PAPA syndrome

Overview

PAPA syndrome, short for Pyogenic Arthritis, Pyoderma gangrenosum, and Acne syndrome, is an extremely rare autoinflammatory disorder characterized by recurrent sterile joint inflammation, severe skin ulcers, and cystic acne. It belongs to a group of diseases known as autoinflammatory syndromes, which are caused by dysfunctions in the innate immune system rather than infections or autoimmune mechanisms. PAPA syndrome typically begins in early childhood, often presenting initially with episodes of painful joint swelling. As the individual grows older, skin manifestations such as severe nodulocystic acne and ulcers caused by pyoderma gangrenosum become more prominent. The disease is chronic and relapsing, requiring long-term medical management.

Causes

PAPA syndrome is caused by mutations in the PSTPIP1 gene (proline-serine-threonine phosphatase-interacting protein 1), which plays a key role in regulating inflammatory responses. The mutated gene leads to dysregulation of the inflammasome, a multi-protein complex responsible for producing pro-inflammatory cytokines such as interleukin-1β (IL-1β). This overactivation of inflammatory pathways results in recurrent sterile inflammation of joints and skin tissues. PAPA syndrome follows an autosomal dominant inheritance pattern, meaning a child only needs to inherit one mutated copy of the gene from an affected parent to develop the disorder. However, some cases may also result from new (de novo) mutations.

Symptoms

The symptoms of PAPA syndrome typically develop in stages, with joint symptoms often appearing first in early childhood, followed by skin manifestations during adolescence or adulthood. Key clinical features include:

• Pyogenic arthritis: Recurrent episodes of sterile arthritis, particularly in the knees, ankles, and wrists. These episodes cause painful, swollen joints filled with inflammatory fluid but no detectable infection.

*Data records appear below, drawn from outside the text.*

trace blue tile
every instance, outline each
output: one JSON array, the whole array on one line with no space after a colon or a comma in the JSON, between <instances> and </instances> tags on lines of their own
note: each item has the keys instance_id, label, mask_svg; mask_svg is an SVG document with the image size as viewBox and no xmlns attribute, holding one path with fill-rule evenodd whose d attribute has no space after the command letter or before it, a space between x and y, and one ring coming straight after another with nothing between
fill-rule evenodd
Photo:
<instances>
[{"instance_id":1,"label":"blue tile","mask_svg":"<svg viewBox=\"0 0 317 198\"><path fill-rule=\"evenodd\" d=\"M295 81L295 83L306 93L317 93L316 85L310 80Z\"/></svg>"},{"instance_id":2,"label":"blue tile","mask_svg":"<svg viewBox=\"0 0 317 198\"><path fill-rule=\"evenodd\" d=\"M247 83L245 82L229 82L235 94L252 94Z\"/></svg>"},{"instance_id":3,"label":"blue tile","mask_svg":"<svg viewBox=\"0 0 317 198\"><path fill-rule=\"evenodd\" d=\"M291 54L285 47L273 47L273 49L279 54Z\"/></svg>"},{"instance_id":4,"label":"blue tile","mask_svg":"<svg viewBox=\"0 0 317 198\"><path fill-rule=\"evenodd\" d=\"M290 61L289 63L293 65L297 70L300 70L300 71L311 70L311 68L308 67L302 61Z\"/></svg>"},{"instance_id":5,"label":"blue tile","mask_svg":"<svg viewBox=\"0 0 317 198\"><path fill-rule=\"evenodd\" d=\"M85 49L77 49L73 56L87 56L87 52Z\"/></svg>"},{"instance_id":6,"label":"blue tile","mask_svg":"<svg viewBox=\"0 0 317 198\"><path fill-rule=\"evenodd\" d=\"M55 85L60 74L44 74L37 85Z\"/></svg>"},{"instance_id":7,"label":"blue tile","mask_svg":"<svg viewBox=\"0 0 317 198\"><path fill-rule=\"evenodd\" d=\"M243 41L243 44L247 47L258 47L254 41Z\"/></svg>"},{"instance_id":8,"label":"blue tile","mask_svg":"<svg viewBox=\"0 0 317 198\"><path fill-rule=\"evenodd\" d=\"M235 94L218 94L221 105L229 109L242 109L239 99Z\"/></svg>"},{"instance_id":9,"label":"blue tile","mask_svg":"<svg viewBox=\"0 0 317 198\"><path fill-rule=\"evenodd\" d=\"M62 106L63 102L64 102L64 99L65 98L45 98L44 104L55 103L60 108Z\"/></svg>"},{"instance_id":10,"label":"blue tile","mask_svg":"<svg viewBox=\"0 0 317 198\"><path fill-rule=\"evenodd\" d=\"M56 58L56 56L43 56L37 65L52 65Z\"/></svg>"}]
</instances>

• Pyoderma gangrenosum: Painful, rapidly expanding skin ulcers with a necrotic base, usually appearing on the legs. These lesions are prone to secondary infections and poor healing.

• Severe acne: Nodulocystic acne and abscesses affecting the face, back, and chest. Lesions can be deep, scarring, and resistant to conventional acne treatments.

• Chronic inflammation: Elevated inflammatory markers (e.g., CRP, ESR) are common during flares, along with systemic symptoms such as fatigue and malaise.

Diagnosis

Diagnosing PAPA syndrome can be challenging due to its rarity and symptom overlap with other autoimmune or infectious conditions. Diagnosis is based on clinical findings, family history, and genetic testing. Common steps include:

• Clinical evaluation: A detailed history of recurrent arthritis, skin ulcers, and acne, especially in the absence of infection, raises suspicion.

• Laboratory tests: Elevated white blood cell counts and inflammatory markers (ESR, CRP) may be seen during flares. Cultures from joints and skin lesions are sterile (no bacterial growth).

• Imaging: X-rays or MRI of affected joints may show joint effusions but no infectious destruction.

• Skin biopsy: May help confirm pyoderma gangrenosum and rule out other ulcerative skin conditions.

• Genetic testing: Definitive diagnosis is made by identifying mutations in the PSTPIP1 gene.

Treatment

Treatment for PAPA syndrome focuses on controlling inflammation and preventing joint damage and skin complications. Since it is an autoinflammatory condition, immunosuppressive and biologic therapies are often required. Key treatment options include:

• NSAIDs and corticosteroids: Used to reduce inflammation and pain during acute flares of arthritis or skin lesions.

• Immunosuppressants: Medications such as methotrexate or cyclosporine may be prescribed to control systemic inflammation.

• Biologic therapies: Targeted biologics, particularly IL-1 inhibitors like anakinra or canakinumab, have shown significant effectiveness in controlling symptoms and reducing flares.

• TNF inhibitors: Such as infliximab or etanercept, may be beneficial for some patients with severe skin manifestations.

• Topical treatments: Antibiotics or corticosteroid creams may be used as adjuncts for acne or minor skin lesions.

• Wound care: For pyoderma gangrenosum ulcers, proper wound management and infection prevention are essential.

Prognosis

The prognosis of PAPA syndrome varies depending on the severity of symptoms and how early treatment is initiated. With appropriate use of anti-inflammatory and biologic therapies, many patients experience reduced frequency and intensity of flares and can lead relatively normal lives. However, untreated or poorly controlled disease may lead to permanent joint damage, chronic skin ulcers, and significant scarring from acne. Regular follow-up with rheumatology and dermatology specialists is essential for optimal management. While the condition is lifelong, advances in targeted immunotherapy have significantly improved long-term outcomes and quality of life for affected individuals.